Prime Minister George Papandreou called on Friday not for a restructuring of Greece’s debt but “restructuring of the country” as his government presented the most ambitious privatization plan undertaken by any Greek administration and a fiscal plan stretching to 2015.
Papandreou discussed the measures with his Cabinet before presenting an outline to PASOK MPs. He said the government would lay out a detailed plan after Easter. “Our problems will be addressed in depth not if we restructure our debt but if we restructure the country,” he said.
“What we are presenting today goes beyond just the fiscal dimension. They are the basic points on a roadmap that will lead Greece out of the crisis and to a Greece that is creative,” said the prime minister.
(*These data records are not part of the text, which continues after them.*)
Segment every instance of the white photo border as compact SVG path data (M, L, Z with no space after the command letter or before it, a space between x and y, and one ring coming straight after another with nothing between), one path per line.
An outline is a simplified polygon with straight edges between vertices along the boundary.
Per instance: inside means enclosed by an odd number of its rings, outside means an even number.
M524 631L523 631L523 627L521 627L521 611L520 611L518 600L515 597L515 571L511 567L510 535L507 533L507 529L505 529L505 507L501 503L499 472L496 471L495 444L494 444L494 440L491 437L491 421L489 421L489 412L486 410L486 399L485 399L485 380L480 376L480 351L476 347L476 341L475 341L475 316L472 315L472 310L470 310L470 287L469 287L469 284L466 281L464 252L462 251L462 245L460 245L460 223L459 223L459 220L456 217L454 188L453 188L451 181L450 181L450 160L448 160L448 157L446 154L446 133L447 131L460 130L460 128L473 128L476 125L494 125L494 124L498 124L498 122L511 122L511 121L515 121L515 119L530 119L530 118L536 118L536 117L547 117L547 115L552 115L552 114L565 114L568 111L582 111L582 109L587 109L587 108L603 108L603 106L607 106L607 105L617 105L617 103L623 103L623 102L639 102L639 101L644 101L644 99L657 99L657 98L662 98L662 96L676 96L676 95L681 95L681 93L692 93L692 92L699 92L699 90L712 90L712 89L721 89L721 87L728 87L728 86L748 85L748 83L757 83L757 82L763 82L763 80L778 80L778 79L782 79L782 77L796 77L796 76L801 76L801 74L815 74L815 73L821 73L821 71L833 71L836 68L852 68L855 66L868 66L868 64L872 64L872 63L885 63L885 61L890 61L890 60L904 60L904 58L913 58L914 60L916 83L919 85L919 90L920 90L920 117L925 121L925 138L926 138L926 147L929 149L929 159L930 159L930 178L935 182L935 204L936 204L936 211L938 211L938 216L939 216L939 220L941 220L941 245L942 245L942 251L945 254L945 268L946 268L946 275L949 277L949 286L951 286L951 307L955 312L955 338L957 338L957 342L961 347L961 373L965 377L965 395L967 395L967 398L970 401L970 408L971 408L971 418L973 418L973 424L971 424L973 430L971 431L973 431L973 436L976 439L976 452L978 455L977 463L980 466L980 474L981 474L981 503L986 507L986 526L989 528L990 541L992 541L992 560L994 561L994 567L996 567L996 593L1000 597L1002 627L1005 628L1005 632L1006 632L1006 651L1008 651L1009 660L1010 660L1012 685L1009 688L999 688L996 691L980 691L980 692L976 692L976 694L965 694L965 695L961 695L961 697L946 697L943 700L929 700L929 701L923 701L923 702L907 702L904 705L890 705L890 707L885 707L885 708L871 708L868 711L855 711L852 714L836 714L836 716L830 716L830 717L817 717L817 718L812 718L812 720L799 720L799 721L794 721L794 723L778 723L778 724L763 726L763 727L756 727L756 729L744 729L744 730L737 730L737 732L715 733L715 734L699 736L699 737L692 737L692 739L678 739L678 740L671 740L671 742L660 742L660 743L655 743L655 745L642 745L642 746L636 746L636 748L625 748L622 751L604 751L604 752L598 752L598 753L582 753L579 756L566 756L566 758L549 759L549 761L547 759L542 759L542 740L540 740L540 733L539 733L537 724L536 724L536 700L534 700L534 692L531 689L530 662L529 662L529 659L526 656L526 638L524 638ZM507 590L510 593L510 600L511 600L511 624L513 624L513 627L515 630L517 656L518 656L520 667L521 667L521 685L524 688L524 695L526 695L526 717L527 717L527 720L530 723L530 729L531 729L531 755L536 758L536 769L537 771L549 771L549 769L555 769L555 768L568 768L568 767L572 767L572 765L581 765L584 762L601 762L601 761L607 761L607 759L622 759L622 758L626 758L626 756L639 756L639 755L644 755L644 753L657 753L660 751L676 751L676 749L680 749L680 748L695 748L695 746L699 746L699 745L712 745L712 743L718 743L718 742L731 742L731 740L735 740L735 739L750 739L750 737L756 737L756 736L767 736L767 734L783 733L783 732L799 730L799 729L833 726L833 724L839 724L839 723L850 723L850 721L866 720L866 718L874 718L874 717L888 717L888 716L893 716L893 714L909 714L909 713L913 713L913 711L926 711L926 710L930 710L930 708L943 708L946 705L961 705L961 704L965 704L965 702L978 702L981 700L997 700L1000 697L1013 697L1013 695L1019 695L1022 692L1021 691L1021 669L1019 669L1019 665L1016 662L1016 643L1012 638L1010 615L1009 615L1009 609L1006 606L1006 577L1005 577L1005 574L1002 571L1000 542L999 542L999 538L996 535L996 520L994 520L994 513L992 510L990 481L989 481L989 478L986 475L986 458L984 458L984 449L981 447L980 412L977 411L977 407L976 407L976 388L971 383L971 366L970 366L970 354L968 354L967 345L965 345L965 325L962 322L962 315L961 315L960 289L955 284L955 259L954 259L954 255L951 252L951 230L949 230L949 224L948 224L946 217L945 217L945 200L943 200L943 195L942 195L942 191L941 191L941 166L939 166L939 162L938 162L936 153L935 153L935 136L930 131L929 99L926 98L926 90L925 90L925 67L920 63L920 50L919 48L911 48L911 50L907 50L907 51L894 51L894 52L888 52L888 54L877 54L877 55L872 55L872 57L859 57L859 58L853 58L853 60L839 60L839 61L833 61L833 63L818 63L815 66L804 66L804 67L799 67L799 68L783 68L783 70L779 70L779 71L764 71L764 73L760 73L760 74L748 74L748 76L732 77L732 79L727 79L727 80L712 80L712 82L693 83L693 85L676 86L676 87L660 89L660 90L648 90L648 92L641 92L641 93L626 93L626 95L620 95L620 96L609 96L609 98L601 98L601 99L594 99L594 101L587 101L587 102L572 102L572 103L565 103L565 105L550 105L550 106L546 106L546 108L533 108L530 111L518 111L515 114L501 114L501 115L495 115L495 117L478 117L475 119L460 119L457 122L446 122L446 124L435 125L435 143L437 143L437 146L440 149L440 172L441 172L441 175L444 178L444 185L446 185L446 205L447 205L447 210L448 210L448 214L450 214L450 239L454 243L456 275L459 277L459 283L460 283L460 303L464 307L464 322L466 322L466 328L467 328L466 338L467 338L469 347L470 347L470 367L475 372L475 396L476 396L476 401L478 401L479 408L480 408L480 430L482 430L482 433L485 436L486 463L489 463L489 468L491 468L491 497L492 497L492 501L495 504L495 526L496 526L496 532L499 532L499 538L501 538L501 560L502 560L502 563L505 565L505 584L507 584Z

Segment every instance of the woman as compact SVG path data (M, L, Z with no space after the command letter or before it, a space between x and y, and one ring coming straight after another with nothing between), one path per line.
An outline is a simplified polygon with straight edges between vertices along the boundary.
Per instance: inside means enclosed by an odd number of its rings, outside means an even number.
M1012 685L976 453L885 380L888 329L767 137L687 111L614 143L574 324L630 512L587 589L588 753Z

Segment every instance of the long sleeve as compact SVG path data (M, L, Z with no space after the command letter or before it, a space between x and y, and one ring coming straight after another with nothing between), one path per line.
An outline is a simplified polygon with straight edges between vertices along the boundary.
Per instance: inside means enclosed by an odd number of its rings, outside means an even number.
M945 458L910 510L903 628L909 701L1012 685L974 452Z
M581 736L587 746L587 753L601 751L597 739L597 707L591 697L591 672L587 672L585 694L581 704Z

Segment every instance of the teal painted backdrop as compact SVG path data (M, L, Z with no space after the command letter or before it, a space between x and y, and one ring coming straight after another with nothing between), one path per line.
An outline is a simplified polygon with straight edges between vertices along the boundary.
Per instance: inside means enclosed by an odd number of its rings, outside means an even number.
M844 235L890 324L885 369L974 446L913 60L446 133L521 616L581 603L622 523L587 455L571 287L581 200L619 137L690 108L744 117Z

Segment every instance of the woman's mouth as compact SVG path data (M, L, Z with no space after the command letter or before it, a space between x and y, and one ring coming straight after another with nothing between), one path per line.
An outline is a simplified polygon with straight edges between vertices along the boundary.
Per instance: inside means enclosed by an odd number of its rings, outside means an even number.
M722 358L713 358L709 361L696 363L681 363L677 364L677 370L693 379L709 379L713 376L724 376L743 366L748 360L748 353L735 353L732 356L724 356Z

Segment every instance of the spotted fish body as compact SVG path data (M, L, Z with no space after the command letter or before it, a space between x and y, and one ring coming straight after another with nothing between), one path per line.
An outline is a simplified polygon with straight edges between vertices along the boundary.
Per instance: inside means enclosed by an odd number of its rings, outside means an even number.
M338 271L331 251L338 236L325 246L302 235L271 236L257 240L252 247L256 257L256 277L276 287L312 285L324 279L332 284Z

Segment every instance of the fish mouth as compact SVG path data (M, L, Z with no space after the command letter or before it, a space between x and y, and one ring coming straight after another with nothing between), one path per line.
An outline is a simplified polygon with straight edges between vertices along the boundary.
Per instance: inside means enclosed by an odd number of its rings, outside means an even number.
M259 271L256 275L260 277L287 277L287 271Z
However, Papandreou remained somewhat vague in both of his addresses about how the government plans to restore public finances to good health. He said that Greece’s target is to reduce spending to 44 percent of gross domestic product by 2015 from 53 percent in 2009 and to increase state revenues to 43 percent from 38 percent over the next four years.
“None of the targets we have set is unprecedented,” he said. “What is unprecedented is the effort we are undertaking to clean up a chaotic situation and return to normality.”
Papandreou defended his government’s record after criticism from various quarters that the pace of reforms is moving too slowly. He pointed out, for instance, that the government had achieved the largest deficit reduction of any European Union country in a single year.
However, the attention of the public, the media and the political world will be on what the government plans to do over the next few years to reduce Greece’s deficit and debt further. The measures that Papandreou and his team are set to announce after Easter will be designed to lead to savings of 3 billion euros this year and 23 billion euros between 2012 and 2015.
Sources said that among the measures that are due to be announced are cuts to social security benefits and auxiliary pensions. Some tax offices and police stations will be merged to cut costs and part-time work will be introduced in the public sector, where one new employee will be hired for every five that leave. New taxes, including further charges for property owners, are expected to bring in almost 10 billion euros.